Der Tamo-Gebirgszug, der an der Ostgrenze der westlichen Königreiche verläuft, dient als natürliche Barriere für diese Provinzen. Die Berge sind an den meisten Stellen unpassierbar und von ausgedehnten und üppigen Wäldern bedeckt. Diese Wälder bilden einen schroffen Kontrast zu den öden Wüstenländereien, die jenseits davon, im Osten, liegen: den ebenen, lebensfeindlichen Sandwüsten von Aranoch.

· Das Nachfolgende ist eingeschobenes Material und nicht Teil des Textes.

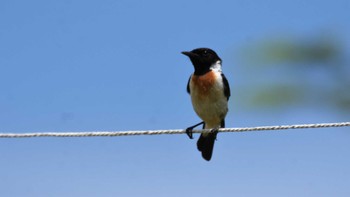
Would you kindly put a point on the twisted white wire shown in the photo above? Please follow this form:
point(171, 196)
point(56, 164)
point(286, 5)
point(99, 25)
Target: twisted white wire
point(173, 131)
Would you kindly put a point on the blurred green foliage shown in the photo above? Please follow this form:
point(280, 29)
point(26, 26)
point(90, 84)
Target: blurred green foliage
point(291, 71)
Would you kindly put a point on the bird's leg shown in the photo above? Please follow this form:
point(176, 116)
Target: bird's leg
point(189, 131)
point(215, 131)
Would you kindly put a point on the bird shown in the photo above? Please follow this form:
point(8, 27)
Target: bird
point(210, 92)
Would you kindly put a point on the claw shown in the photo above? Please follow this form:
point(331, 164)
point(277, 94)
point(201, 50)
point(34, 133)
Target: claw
point(189, 132)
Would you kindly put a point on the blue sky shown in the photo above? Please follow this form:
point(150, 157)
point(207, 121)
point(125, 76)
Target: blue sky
point(116, 65)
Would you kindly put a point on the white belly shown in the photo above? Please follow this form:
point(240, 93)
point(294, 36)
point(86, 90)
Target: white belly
point(211, 107)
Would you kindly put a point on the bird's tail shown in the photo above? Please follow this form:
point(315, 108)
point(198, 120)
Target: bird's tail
point(205, 144)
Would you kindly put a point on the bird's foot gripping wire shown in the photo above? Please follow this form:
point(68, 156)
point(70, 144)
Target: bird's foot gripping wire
point(215, 131)
point(189, 130)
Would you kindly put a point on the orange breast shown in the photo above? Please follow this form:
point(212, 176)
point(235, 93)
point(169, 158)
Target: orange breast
point(203, 83)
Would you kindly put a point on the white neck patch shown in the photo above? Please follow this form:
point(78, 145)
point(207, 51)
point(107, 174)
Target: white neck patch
point(216, 66)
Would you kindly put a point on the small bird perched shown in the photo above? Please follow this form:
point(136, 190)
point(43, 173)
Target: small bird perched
point(210, 91)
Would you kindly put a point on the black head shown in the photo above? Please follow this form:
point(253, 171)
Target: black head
point(202, 59)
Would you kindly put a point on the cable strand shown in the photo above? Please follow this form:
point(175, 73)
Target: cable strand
point(173, 131)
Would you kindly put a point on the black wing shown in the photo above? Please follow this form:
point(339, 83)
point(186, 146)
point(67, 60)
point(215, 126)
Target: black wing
point(227, 91)
point(188, 85)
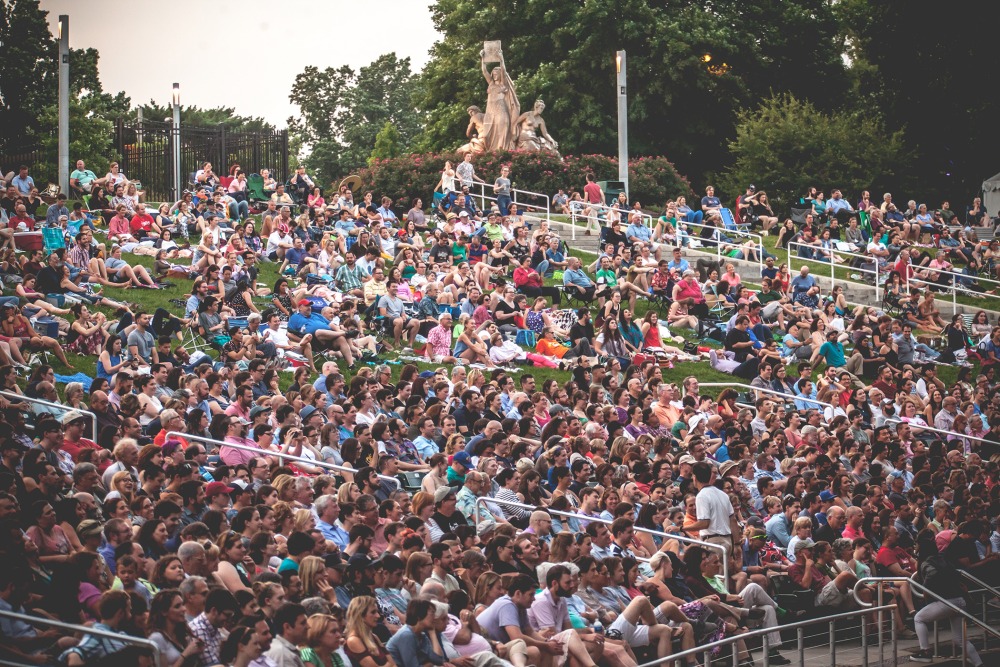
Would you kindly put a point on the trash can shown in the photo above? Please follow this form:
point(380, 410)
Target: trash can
point(611, 190)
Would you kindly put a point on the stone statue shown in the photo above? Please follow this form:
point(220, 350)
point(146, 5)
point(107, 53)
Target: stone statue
point(502, 107)
point(475, 132)
point(532, 135)
point(502, 127)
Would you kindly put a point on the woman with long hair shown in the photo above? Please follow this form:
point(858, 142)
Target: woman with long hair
point(362, 647)
point(323, 638)
point(168, 572)
point(178, 647)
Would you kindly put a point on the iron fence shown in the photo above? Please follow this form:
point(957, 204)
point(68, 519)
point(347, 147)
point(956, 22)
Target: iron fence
point(146, 150)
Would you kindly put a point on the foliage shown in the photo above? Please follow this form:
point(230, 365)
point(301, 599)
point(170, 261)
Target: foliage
point(386, 144)
point(652, 179)
point(923, 66)
point(786, 145)
point(341, 113)
point(198, 117)
point(564, 52)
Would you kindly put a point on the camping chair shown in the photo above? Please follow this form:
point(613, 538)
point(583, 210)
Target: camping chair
point(730, 222)
point(798, 215)
point(255, 188)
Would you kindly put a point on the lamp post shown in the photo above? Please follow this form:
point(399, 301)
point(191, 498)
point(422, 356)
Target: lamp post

Die Wüsten von Aranoch, die das unwirtlichste Klima der Welt ihr Eigen nennen, fordern jedes Jahr zahlreiche Menschenleben. Nur die robustesten und bestausgebildeten Nomaden überleben länger als ein paar Stunden in dieser sengend heißen Umgebung. Dieses weite Wüstenland besteht überwiegend aus endlosen, einsamen Landstrichen mit vereinzelten, besonders gut angepassten Pflanzen und Bäumen. Wasser ist eine Seltenheit in den Sanddünen von Aranoch, Dürreperioden können Berichten zufolge Jahre dauern. Das Klima dieser Wüste reicht von lebensfeindlicher Hitze im Sommer bis zu trockenen, bitterkalten Winden in Winternächten. Die am westlichen Ufer des Zwillingsmeeres gelegene Stadt Lut Gholein, das Juwel der Wüste, konnte in der unbarmherzigen Umgebung von Aranoch jedoch trotzdem blühen und gedeihen. Die meisten führen das auf die Küstenlage der Stadt und den florierenden Handel mit den Königreichen im Osten und Westen zurück. Zwar haben einige Gruppen von Nomaden Wege gefunden, in der tödlichen Wüste zu überleben, doch die meisten halten sich von der Sandeinöde fern.

Die Gefahren von Aranochs einzigartiger tödlicher Umwelt suchen ihresgleichen. Wenige Geschöpfe könnten in einer derart unfruchtbaren Umwelt existieren, aber einigen besonders zähen Tierarten ist es gelungen.